Besok pagi kita ketemuan di stasiun. Aku ingin mengajak kamu ke suatu tempat. Perjalanan kita akan jauh. Jadi, persiapkan diri, oke! Sampai ketemu besok!"

Leo mendapatkan pesan itu, siapa lagi kalau bukan dari Happy.

--ooo--

Day-6

Tentu saja aku sampai lebih awal ke stasiun. Tidak sabar menunggu si Es batu itu. Aku percaya dia akan datang. Alasanya aku juga kurang tahu kenapa dia mau. Tujuan liburan hari ini adalah kesempatan aku untuk menunjukkan kepada dia sesuatu yang semuanya dimulai di masa lalu, yang pasti, itu semua tergantung pada bagaimana dia mengingatnya.

Sosok batang hidungnya terlihat. Tuh kan, dia datang. “Wow.” Seperti lirik lagu, aku terpesona pada penampilan Leo, rasanya aku ingin melambung tinggi jika punya pacar seperti dia. Celana hitam, kaos oblong dan mengenakan jaket kulit. Tidak kusangka, dia bisa memilih outfit yang tepat. Ditambah lagi barang bawaannya hanya tas selempang. Tinggal menunggu kameramen untuk memotretnya dan menjadikannya model. Ya.. tak jauh beda dengan gaya tengilnya di sekolah. “Demi apa pun kamu mirip kaya Kim Taehyung! Tidak, tidak, masih gantengan dia.”

Leo tampaknya tidak peduli soal komentar tentang dirinya. “Lebih baik lu kasih tau gue, kemana kita pergi.” Tanyanya dengan wajah datar seperti biasa.

“Hai! (はい) Eh maksudnya siap sir!” Balasku menghormat seperti seorang prajurit, lalu menarik tangannya. “Ayo. Nanti kita ketinggalan kereta.” Hari ini pasti akan menjadi hari yang menyenangkan.

--ooo--

Kereta yang kami tumpangi berangkat sesuai tujuan. Dalam perjalanan panjang ini, aku tidak lupa membawa tablet untuk belajar matematika. Supaya di ujian hari Senin nanti, bisa mendapatkan nilai lebih baik lagi, sedangkan orang yang duduk di sebelahku, memiliki IQ di atas rata – rata, dimanapun dia berada, tidak lupa membawa komik. Sesantai itu mempersiapkan diri di hari lusa.

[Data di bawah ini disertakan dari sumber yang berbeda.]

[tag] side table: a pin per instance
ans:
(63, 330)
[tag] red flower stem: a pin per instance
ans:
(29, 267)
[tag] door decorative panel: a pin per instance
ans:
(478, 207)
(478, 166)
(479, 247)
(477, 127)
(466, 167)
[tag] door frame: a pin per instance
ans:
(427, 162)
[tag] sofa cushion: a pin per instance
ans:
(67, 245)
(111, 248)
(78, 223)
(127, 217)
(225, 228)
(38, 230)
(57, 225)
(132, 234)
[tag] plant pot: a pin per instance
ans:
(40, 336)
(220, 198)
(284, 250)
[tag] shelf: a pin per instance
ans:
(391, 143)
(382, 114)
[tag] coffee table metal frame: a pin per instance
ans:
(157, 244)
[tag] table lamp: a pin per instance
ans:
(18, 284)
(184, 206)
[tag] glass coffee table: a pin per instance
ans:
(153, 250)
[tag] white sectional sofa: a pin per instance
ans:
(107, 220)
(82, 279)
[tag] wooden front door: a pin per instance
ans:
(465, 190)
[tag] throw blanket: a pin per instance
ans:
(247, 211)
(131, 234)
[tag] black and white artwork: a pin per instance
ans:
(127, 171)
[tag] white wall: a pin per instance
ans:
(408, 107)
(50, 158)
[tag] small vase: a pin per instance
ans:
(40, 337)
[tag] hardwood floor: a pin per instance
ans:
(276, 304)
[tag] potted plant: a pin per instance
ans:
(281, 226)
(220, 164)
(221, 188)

"Arghhh.. gak ketemu.. Uuhuu.." Prustasi sama jawaban matematika. Baru kepikiran, ada Dia di sini. Aku menepuk – nepuk bahunya dengan lembut dan Dia merespon. "Ajarin dong..."

Leo terdiam sejenak. Kemudian, meletakkan komik di atas pahanya dan ahli – ahli memegang tablet ku. "Perhatikan." Aku pun mendekatinya agar mudah memahaminya. Jari – jari Leo pun mulai menulis. "... – Jadi, jawabannya adalah B."

Sepanjang dia menjelaskan, bukan tablet yang aku perhatian melainkan wajahnya yang aku tatap, dan ketika dia melirikku, tanpa kusadari ternyata tatapan kami sangat dekat. Saat itu juga aku lupa caranya bernafas.

"Lu paham apa yang gue jelaskan?"

Kepalaku mendongak mundur. "Kamu— menjelaskan tapi kaya ngomong sendiri, jadi aku kurang paham."

Merasa kesal, Leo mengembalikan tabletku dan kembali membaca komik. "Lu bisa nonton di Youtube. Banyak penjelasan di sana dan mudah dimengerti."

Aku mengangguk lugu. Namun, yang mengejutkan buatku adalah pekerjaan Leo dalam menjawab soal matematika ini membuat mata ku terbelalak. "Im,pres,sive..!" Banyak coretan terlihat estetic. "Kalau masuk perguruan tinggi nanti, kamu mau masuk jurusan apa? ... Jangan bilang mau masuk jurusan matematika. Kalau kamu masuk jurusan itu–wah..."

Leo tidak menjawab. Aku melihat dia dalam keadaan bengong. Aku paham sekali apa yang sedang dia pikirkan. "Cerita sedikit ya. Dulu, aku pernah berpikir, aku tidak percaya aku bisa hidup sampai sekarang ini. Itu karena, aku sendiri tidak punya kemampuan untuk bisa melihat masa depan, begitu juga dengan orang lain. Kecuali, doraemon." Aku terkekeh sendiri. "Papa ku pernah bilang 'Bergembiralah akan cobaan' orang sehat maupun orang sakit, tetap ajaaa ada yang namanya masalah. Jadi, ikuti saja hidup ini. Asal.. jangan ikut jalan orang lain ya, nanti sesat lagi. Hehe.."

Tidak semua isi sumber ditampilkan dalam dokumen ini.